Revolution: Russian Art 1917 – 1932 – Royal Academy
When we think of Soviet art, we tend to think of posters depicting square jawed proletarian heroes looking towards a bright graphically designed future: in short we think of propaganda. But that was to come later. In the immediate aftermath of the revolution, all forms of art flourished with Kandinsky, Malevich, Chagall and Rodchenko all rising to the challenge and pushing the envelope.
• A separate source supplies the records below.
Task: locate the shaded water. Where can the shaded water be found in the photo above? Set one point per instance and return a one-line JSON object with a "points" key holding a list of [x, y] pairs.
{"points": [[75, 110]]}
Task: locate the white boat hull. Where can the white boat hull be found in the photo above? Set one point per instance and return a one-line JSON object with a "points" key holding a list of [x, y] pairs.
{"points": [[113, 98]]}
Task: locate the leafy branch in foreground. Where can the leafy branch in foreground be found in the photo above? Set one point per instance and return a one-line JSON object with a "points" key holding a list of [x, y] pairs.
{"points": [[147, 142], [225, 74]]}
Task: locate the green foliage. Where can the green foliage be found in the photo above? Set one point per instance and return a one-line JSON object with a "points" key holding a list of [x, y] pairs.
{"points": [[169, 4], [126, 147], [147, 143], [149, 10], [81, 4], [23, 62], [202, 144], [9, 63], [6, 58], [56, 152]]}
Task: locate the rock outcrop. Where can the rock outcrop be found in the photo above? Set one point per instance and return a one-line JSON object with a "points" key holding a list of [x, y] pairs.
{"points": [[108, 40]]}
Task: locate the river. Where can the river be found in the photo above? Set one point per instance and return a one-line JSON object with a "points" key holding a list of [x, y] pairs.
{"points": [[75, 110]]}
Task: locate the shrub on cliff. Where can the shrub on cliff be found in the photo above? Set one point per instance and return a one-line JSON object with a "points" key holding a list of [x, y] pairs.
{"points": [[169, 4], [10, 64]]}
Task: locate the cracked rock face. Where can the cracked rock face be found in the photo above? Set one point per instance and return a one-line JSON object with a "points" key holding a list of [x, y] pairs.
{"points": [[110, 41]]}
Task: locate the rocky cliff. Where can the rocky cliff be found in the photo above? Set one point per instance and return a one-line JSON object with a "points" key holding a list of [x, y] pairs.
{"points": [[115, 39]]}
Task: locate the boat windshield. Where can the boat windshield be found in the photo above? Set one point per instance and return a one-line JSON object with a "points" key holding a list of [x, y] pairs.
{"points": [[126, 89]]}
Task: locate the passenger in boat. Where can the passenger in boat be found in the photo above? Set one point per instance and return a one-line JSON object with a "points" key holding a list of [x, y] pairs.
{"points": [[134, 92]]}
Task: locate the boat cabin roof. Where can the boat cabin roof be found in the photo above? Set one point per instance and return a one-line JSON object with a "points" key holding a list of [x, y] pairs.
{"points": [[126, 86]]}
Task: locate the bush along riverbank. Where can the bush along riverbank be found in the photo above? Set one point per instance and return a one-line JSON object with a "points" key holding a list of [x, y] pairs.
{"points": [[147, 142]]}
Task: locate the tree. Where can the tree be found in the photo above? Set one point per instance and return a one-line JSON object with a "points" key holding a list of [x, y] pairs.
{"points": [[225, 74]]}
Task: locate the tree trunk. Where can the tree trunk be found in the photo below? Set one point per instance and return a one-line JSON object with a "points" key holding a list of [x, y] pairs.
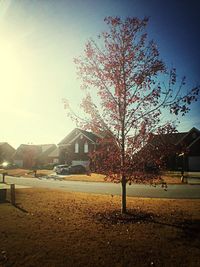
{"points": [[123, 194]]}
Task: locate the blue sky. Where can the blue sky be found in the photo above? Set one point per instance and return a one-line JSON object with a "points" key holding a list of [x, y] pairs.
{"points": [[39, 39]]}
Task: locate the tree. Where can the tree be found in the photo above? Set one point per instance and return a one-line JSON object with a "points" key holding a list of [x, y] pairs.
{"points": [[126, 93]]}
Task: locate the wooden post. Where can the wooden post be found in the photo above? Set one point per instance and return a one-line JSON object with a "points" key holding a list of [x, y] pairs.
{"points": [[12, 194]]}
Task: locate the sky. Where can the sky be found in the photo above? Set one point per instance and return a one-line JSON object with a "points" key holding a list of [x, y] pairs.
{"points": [[39, 39]]}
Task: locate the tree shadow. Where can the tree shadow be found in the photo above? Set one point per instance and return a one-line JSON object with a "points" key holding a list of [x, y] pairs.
{"points": [[20, 208], [190, 228]]}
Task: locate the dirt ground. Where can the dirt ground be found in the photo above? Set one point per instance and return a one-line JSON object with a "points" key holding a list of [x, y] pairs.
{"points": [[55, 228]]}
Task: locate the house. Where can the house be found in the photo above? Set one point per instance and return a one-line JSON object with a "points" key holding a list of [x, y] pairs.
{"points": [[28, 156], [186, 149], [74, 149], [6, 152]]}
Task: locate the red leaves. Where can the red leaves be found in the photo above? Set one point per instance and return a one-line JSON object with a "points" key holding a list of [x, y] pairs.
{"points": [[123, 71]]}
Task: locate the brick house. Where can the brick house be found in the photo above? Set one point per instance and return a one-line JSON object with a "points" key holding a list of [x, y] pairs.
{"points": [[6, 152], [74, 149], [186, 153]]}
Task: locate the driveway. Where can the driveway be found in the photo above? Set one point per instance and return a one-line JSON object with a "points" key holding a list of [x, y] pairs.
{"points": [[173, 191]]}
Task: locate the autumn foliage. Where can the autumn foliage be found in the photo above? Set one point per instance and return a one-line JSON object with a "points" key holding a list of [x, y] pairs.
{"points": [[128, 91]]}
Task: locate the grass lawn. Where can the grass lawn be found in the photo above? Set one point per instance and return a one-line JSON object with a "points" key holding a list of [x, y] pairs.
{"points": [[54, 228], [168, 177]]}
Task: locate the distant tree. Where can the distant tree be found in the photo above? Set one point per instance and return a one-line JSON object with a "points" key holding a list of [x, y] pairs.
{"points": [[126, 93]]}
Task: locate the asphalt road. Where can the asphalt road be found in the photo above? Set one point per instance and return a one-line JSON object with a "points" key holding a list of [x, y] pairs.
{"points": [[173, 191]]}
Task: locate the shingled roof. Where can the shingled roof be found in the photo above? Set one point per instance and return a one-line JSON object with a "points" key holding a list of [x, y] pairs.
{"points": [[91, 136]]}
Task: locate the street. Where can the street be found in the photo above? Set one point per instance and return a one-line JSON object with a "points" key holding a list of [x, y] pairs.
{"points": [[135, 190]]}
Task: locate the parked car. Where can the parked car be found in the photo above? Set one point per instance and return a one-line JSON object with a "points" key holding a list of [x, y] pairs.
{"points": [[61, 169]]}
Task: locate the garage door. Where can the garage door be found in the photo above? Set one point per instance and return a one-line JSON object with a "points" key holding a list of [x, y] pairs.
{"points": [[194, 163]]}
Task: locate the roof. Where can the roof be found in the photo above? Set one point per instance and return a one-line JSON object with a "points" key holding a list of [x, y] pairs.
{"points": [[54, 153], [172, 138], [5, 143], [75, 133]]}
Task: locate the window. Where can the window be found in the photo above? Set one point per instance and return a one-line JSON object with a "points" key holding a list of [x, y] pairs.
{"points": [[86, 147], [76, 147]]}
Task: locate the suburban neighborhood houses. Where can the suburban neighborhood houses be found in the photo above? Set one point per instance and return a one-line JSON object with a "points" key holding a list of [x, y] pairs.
{"points": [[74, 149], [100, 133]]}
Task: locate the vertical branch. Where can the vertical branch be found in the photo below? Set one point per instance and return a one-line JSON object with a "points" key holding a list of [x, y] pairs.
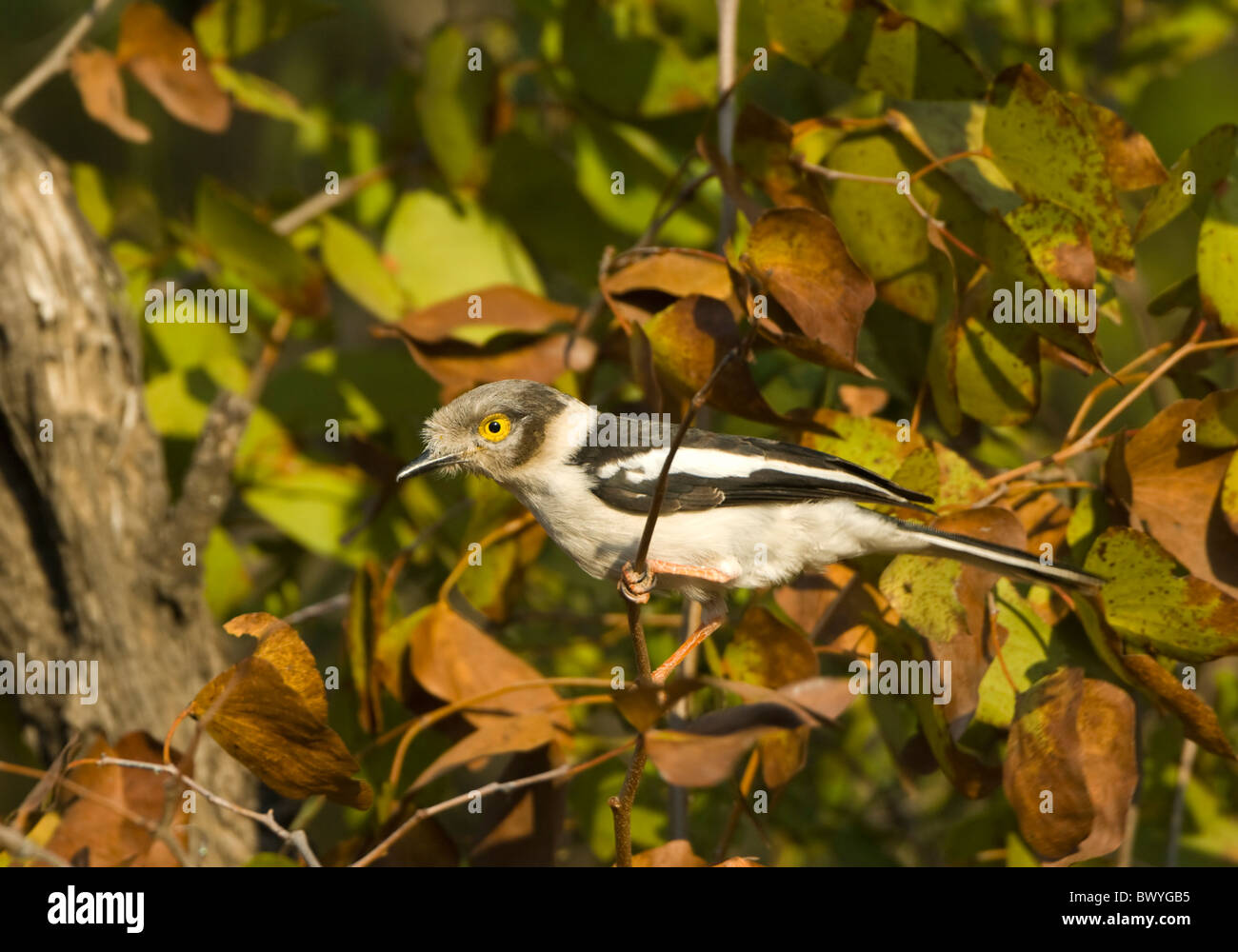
{"points": [[622, 804], [1185, 765], [729, 17]]}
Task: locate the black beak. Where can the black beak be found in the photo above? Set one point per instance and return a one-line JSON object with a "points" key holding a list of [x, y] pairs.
{"points": [[426, 463]]}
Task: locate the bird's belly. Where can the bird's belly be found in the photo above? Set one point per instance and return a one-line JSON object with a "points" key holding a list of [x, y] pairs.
{"points": [[755, 546]]}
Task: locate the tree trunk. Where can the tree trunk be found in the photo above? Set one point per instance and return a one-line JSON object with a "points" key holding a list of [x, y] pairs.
{"points": [[90, 565]]}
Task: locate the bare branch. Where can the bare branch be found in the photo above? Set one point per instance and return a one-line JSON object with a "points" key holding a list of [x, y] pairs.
{"points": [[56, 61], [296, 839]]}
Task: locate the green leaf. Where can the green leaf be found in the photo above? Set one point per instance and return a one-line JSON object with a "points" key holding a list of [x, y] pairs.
{"points": [[247, 246], [1208, 163], [271, 860], [364, 153], [450, 108], [871, 48], [445, 248], [1151, 605], [869, 441], [354, 265], [226, 580], [1040, 147], [313, 504], [1217, 252], [619, 56], [227, 29], [607, 149], [766, 651], [997, 371], [261, 95], [91, 196], [1031, 650]]}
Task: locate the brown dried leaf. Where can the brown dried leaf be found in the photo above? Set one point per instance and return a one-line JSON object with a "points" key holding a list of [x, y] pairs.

The propaganda was there also, but it was clothed in abstract forms and was more aimed at individual expressions of freedom. This exhibition charts the rise and the abrupt fall of the movement, just before Stalin took power and suppressed anything that was not state approved.

Sing – Cinemas Londonwide
It’s an established fact that interest in talent contests fades when the no-hopers have dropped out. The makers of Despicable Me have made sure that the weirdness of these modern day rituals of public humiliation remains with us to the very last clip. Of course the beauty of using cartoon animals in place of humans is that nothing is too grotesque or too embarrassing – just like the real thing.

From pigs to porcupines, each contestant brings their own sense of quirky fun as they cheerfully butcher soft rock classics and hip hop remixes with equal abandon. There’s a subplot about saving a failing theatre in there somewhere, but the contestants are so funny that you could miss it and still enjoy the film.

Dreamgirls – Savoy Theatre
The show that launched the vocal phenomenon that is Jennifer Hudson comes to the West End with a full complement of chops, tragedy and glamour. Based loosely on the story of The Supremes, the show is still accurate enough to have annoyed Diana Ross, Berry Gordy and most of the Motown hierarchy as it charts how raw talent can be trampled by ruthlessness.

Three girls start out as equals in a dynamic singing group. Once a svengali has signed them, they are groomed and trained before the prettiest one is singled out for stardom, leaving the more talented member in her wake. Ambition, envy and great songs add up to a dynamite evening of classic soul.

Strictly Come Dancing Live Tour – O2 Arena
This event has become a perennial family favourite as it allows those who couldn’t get tickets to see the TV broadcasts a chance to experience some of the glitz and glamour of the event. There are more professional set pieces in this version as well which will satisfy the dance purists.

The band also come into their own as they have more space to add a bigger string section which gives the ballroom numbers extra warmth. The show will be compared by recent contestant, Anita Rani and will feature judges, Craig Revel Horwood and Len Goodman plus some surprise guests.